Several input files are needed in order to provide the information for ColonyTrack to process your experiment. These files are described here in detail.

## Raw CSV files

These files are the raw output of the ColonyRack system. Depending on your locale settings, they will be in a comma-delimited or semicolon-delimited CSV format (with some additional header lines). These files should ideally all be in a single directory (folder) on your computer—but they do not need to be. This directory also does not need to be in the same place as the metadata files. This flexibility makes it easy to store the (often large) raw data on an external disc.

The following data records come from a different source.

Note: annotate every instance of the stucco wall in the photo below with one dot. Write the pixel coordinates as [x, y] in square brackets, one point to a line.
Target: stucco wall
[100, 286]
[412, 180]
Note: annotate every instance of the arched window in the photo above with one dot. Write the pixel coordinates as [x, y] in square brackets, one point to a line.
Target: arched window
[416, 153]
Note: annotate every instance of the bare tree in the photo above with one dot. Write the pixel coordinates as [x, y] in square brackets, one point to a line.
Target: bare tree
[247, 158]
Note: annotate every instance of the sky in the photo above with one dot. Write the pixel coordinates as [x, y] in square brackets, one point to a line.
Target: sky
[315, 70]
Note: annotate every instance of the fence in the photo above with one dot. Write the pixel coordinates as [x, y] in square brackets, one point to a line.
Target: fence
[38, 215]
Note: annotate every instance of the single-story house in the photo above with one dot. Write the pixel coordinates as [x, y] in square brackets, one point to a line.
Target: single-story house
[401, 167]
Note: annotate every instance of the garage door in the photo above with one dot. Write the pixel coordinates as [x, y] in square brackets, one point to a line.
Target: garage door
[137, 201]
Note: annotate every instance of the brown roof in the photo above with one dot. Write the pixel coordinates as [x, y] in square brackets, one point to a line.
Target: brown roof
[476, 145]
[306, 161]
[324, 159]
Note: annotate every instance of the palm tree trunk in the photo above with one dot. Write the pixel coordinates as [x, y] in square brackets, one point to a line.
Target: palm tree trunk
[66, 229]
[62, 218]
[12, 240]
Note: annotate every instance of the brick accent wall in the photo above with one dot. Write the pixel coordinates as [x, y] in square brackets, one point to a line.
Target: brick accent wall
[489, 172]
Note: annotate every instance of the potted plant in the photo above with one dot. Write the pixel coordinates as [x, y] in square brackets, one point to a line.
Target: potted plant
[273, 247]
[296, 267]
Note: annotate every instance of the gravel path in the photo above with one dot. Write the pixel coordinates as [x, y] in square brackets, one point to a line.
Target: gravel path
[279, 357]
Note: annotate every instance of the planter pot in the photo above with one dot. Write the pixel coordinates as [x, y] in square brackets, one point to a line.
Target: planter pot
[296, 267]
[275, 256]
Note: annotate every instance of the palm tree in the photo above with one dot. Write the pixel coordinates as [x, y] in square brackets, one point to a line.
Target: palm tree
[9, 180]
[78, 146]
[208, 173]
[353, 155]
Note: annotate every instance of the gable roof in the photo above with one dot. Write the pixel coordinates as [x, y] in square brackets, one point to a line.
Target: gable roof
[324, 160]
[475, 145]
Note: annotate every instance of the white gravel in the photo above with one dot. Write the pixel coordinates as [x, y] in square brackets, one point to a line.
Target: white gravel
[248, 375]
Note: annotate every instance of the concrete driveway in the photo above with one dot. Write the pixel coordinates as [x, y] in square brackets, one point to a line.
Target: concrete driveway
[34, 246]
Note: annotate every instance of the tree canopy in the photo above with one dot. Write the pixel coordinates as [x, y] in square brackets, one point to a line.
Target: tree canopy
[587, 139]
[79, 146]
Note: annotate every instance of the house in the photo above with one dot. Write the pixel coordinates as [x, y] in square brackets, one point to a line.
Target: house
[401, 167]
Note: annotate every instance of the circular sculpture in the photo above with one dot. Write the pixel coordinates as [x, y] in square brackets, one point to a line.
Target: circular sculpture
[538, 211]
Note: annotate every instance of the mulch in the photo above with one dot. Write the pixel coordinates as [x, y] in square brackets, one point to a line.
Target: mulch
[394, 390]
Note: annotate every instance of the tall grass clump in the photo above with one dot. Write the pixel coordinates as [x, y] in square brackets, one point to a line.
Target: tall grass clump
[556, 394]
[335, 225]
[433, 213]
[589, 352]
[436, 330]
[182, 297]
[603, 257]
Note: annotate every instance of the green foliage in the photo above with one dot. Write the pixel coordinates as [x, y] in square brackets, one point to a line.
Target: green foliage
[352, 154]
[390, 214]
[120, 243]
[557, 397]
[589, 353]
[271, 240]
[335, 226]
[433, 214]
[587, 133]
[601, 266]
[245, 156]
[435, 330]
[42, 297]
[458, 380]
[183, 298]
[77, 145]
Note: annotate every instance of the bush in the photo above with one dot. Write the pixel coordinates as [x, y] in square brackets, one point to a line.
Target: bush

Note: the raw CSV files use the ‘UTF-16LE’ encoding. You should not need to know this unless, for whatever reason, you open/edit the files and re-save them (in which case your software may quietly re-encode them). If this happens, you will get an error from read_data and you will need to explicitly re-encode the files to ‘UTF-16LE’.

## Subject description file

Next, we will require a table describing all of the subjects. This takes the form of a tab-delimited TSV file. Minimally, this table needs two columns that must be headed ‘SubjectID’ and ‘Tag’.

The ‘SubjectID’ is a name chosen by you for each subject. It must be unique to each subject. We suggest not using the tag IDs (the unique RFID tag codes) as it often happens that the chips containing the RFID tags can fall out and need to be replaced. We also discourage the use of identifying information in the IDs—these should be randomised to enable effective blinding of your experiment. For a way to assign randomised IDs easily, you may wish to look at our helper tool idLabelR.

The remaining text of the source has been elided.